Setting a goal is one thing. Putting together a strategy of how to get from here to there is the path to lasting change. This is clear in the slow work to bring greater diversity to the world of corporate Canada, whether on boards of directors or in the executive suites. Companies that set targets and deploy strategies are the ones that achieve change.
Too many companies, however, are not doing the necessary work. Corporate boards and executive offices are no longer the singular domain of white men, but there’s a long way to go to bring more women and others – especially Indigenous people – into the ranks of top decision-makers. It’s about strengthening businesses to better operate in a world where challenges must be grappled by a more diverse group of people with different ideas and varied experiences.
Canada made two important changes in recent years, centred on disclosure. It’s a basic first step: Quantifying where you’re at is key. Disclosure rules have helped propel progress, seen in annual surveys such as the law firm Osler Hoskin Harcourt’s diversity disclosure report last fall and The Globe and Mail’s Board Games in December.
As recently as the early 2010s, almost half of companies in the S&P/TSX index had no women at all on their boards. It wasn’t until 2022 that all index companies had at least one woman director. Larger companies have led the way. Among companies in the index, women hold 36 per cent of the board seats. Among TSX-listed companies, the number is 29 per cent, up from 26 per cent a year earlier, Osler reported. Compare this with the United Kingdom, where 40 per cent of board seats at large public companies are held by women.
Change is happening – but it’s not happening quickly enough. Of 532 reported board positions filled in the latest report, women were chosen for 45 per cent of the spots.
The percentage of women serving as corporate executives is lower but has edged up to 20.8 per cent, among companies that disclose the information, from 19.8 per cent. But women as CEO is still low, one out of 20. As The Globe’s Power Gap series in 2021 found, there are more men named Michael who work as CEOs at top companies than women of any name.
Broader representation remains lacking. Osler reported members of visible minorities (the term used in federal regulations) held 10.2 per cent of board positions in 2023, up from 8.3 per cent in 2022. Indigenous peoples were unchanged at 0.9 per cent. In late 2022 this space argued the absence of Indigenous voices on boards of directors is a major shortcoming, given how often Indigenous rights and other related issues intersect with the corporate world.
Getting all this information in public is an important step. A lot more needs to be done in setting goals. Osler showed that less than half of TSX companies have a target for women on their boards and, for those that do, the target is typically a lacklustre 30 per cent – effectively declaring a board with a large majority of men is the goal. For executives, barely one out of 10 companies have a target and it’s generally low, 30 per cent or less. Yet some companies still try to sidestep these issues, asserting it undermines a focus on merit and claiming targets are ineffective or arbitrary.
Strategies to drive change are also essential.
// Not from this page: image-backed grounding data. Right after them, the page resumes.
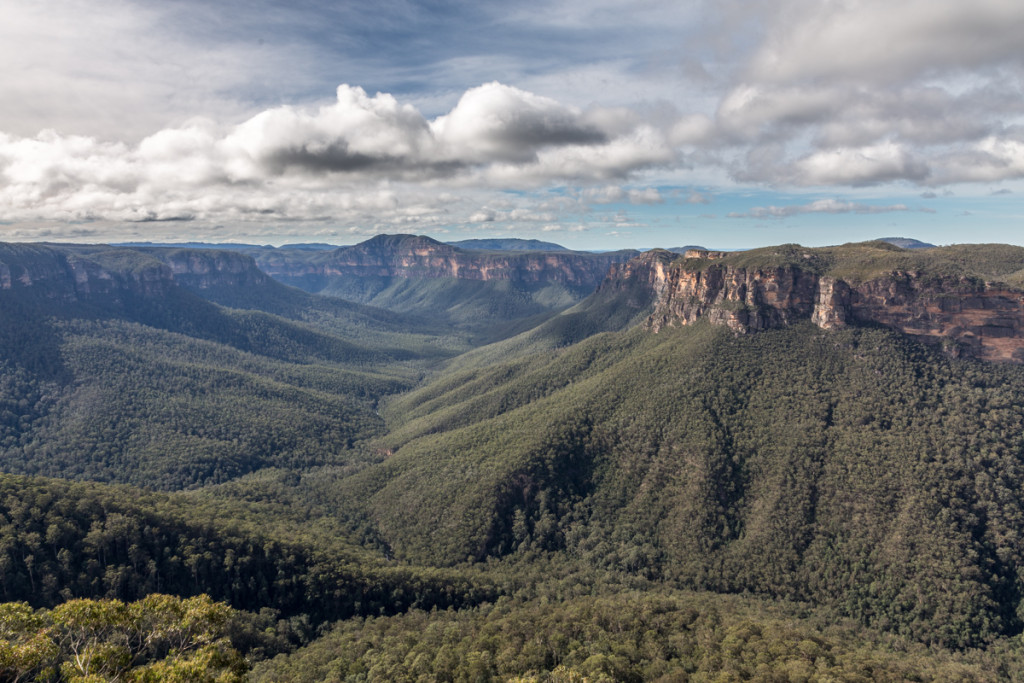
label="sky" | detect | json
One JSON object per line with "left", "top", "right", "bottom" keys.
{"left": 0, "top": 0, "right": 1022, "bottom": 250}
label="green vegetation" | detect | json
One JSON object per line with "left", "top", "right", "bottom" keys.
{"left": 252, "top": 589, "right": 1016, "bottom": 682}
{"left": 316, "top": 276, "right": 585, "bottom": 342}
{"left": 0, "top": 594, "right": 246, "bottom": 682}
{"left": 696, "top": 240, "right": 1024, "bottom": 284}
{"left": 0, "top": 315, "right": 415, "bottom": 488}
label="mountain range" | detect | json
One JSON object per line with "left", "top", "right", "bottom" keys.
{"left": 3, "top": 234, "right": 1024, "bottom": 679}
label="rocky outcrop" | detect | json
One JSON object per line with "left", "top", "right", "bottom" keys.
{"left": 144, "top": 249, "right": 271, "bottom": 291}
{"left": 647, "top": 261, "right": 821, "bottom": 335}
{"left": 845, "top": 273, "right": 1024, "bottom": 361}
{"left": 635, "top": 251, "right": 1024, "bottom": 362}
{"left": 596, "top": 249, "right": 677, "bottom": 310}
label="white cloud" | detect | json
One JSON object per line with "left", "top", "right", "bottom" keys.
{"left": 788, "top": 143, "right": 931, "bottom": 186}
{"left": 431, "top": 82, "right": 606, "bottom": 164}
{"left": 728, "top": 198, "right": 913, "bottom": 219}
{"left": 0, "top": 82, "right": 681, "bottom": 230}
{"left": 582, "top": 185, "right": 664, "bottom": 205}
{"left": 929, "top": 136, "right": 1024, "bottom": 184}
{"left": 0, "top": 0, "right": 303, "bottom": 141}
{"left": 707, "top": 0, "right": 1024, "bottom": 187}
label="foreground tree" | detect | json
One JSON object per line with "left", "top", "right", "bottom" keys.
{"left": 0, "top": 594, "right": 246, "bottom": 682}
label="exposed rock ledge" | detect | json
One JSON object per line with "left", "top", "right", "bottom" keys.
{"left": 635, "top": 250, "right": 1024, "bottom": 362}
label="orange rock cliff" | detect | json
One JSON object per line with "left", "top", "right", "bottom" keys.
{"left": 614, "top": 249, "right": 1024, "bottom": 362}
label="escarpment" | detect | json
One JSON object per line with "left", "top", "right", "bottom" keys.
{"left": 0, "top": 244, "right": 276, "bottom": 306}
{"left": 0, "top": 245, "right": 176, "bottom": 302}
{"left": 255, "top": 234, "right": 639, "bottom": 293}
{"left": 145, "top": 249, "right": 271, "bottom": 291}
{"left": 636, "top": 247, "right": 1024, "bottom": 362}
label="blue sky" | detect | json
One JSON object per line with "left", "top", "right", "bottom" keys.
{"left": 1, "top": 0, "right": 1022, "bottom": 249}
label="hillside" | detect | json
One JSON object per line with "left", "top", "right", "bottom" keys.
{"left": 0, "top": 242, "right": 461, "bottom": 489}
{"left": 337, "top": 317, "right": 1024, "bottom": 648}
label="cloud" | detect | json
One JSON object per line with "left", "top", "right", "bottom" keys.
{"left": 222, "top": 85, "right": 438, "bottom": 180}
{"left": 0, "top": 82, "right": 679, "bottom": 229}
{"left": 0, "top": 0, "right": 320, "bottom": 142}
{"left": 708, "top": 0, "right": 1024, "bottom": 187}
{"left": 789, "top": 143, "right": 932, "bottom": 186}
{"left": 469, "top": 210, "right": 496, "bottom": 222}
{"left": 431, "top": 82, "right": 607, "bottom": 164}
{"left": 4, "top": 0, "right": 1024, "bottom": 244}
{"left": 927, "top": 136, "right": 1024, "bottom": 184}
{"left": 728, "top": 198, "right": 913, "bottom": 219}
{"left": 541, "top": 223, "right": 588, "bottom": 233}
{"left": 750, "top": 0, "right": 1024, "bottom": 85}
{"left": 583, "top": 185, "right": 664, "bottom": 204}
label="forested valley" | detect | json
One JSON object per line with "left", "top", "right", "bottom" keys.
{"left": 4, "top": 238, "right": 1024, "bottom": 680}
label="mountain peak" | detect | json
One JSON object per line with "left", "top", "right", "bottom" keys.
{"left": 877, "top": 237, "right": 936, "bottom": 249}
{"left": 347, "top": 234, "right": 454, "bottom": 254}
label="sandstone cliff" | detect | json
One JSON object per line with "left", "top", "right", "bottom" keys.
{"left": 0, "top": 245, "right": 176, "bottom": 303}
{"left": 0, "top": 244, "right": 278, "bottom": 308}
{"left": 141, "top": 248, "right": 271, "bottom": 291}
{"left": 633, "top": 245, "right": 1024, "bottom": 362}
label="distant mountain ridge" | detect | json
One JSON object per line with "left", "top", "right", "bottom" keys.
{"left": 878, "top": 237, "right": 936, "bottom": 249}
{"left": 445, "top": 238, "right": 569, "bottom": 251}
{"left": 251, "top": 234, "right": 634, "bottom": 285}
{"left": 114, "top": 241, "right": 271, "bottom": 250}
{"left": 244, "top": 234, "right": 639, "bottom": 333}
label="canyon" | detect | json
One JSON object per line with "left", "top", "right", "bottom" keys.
{"left": 249, "top": 234, "right": 638, "bottom": 295}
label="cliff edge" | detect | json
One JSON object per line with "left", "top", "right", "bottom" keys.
{"left": 634, "top": 242, "right": 1024, "bottom": 362}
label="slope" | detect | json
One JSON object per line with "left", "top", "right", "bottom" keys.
{"left": 0, "top": 472, "right": 491, "bottom": 624}
{"left": 133, "top": 246, "right": 465, "bottom": 355}
{"left": 332, "top": 305, "right": 1024, "bottom": 647}
{"left": 0, "top": 243, "right": 446, "bottom": 489}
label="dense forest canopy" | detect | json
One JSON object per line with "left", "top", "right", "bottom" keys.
{"left": 4, "top": 238, "right": 1024, "bottom": 679}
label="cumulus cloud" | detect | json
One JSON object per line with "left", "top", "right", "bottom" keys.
{"left": 431, "top": 82, "right": 607, "bottom": 164}
{"left": 221, "top": 85, "right": 437, "bottom": 180}
{"left": 0, "top": 82, "right": 679, "bottom": 229}
{"left": 928, "top": 136, "right": 1024, "bottom": 184}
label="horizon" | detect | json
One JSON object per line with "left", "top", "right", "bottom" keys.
{"left": 1, "top": 1, "right": 1022, "bottom": 250}
{"left": 5, "top": 232, "right": 953, "bottom": 254}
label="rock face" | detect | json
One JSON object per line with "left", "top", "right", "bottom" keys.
{"left": 0, "top": 245, "right": 176, "bottom": 303}
{"left": 255, "top": 234, "right": 638, "bottom": 293}
{"left": 633, "top": 250, "right": 1024, "bottom": 362}
{"left": 844, "top": 273, "right": 1024, "bottom": 361}
{"left": 0, "top": 244, "right": 273, "bottom": 306}
{"left": 143, "top": 249, "right": 271, "bottom": 291}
There’s no magic here: it requires recruitment, mentorship, training and partnerships.
Change also needs to extend beyond the boardroom, from promoting a broader array of talented people in middle management to a focus on education. Appointing Indigenous people to boards is one thing. Increasing the rate at which Indigenous children living off-reserve finish high school – currently 73 per cent compared with 90 per cent for non-Indigenous children – is crucial.
Ottawa’s child care program – a needed policy change cited in the Power Gap series – may be helping. The labour force participation rate in December among women age 25 to 54 was 85.3 per cent. It is up from 84.1 per cent five years earlier and 82.7 per cent five years before that. The gap between men and women has narrowed to 6.7 percentage points from 8.2 a decade ago. According to a McKinsey study, gender equality could add tens of billions of dollars to the economy.
Corporate Canada has made some progress in diversifying its top ranks but companies need to redouble their efforts. Resolutions are easy. Lasting change is the real goal.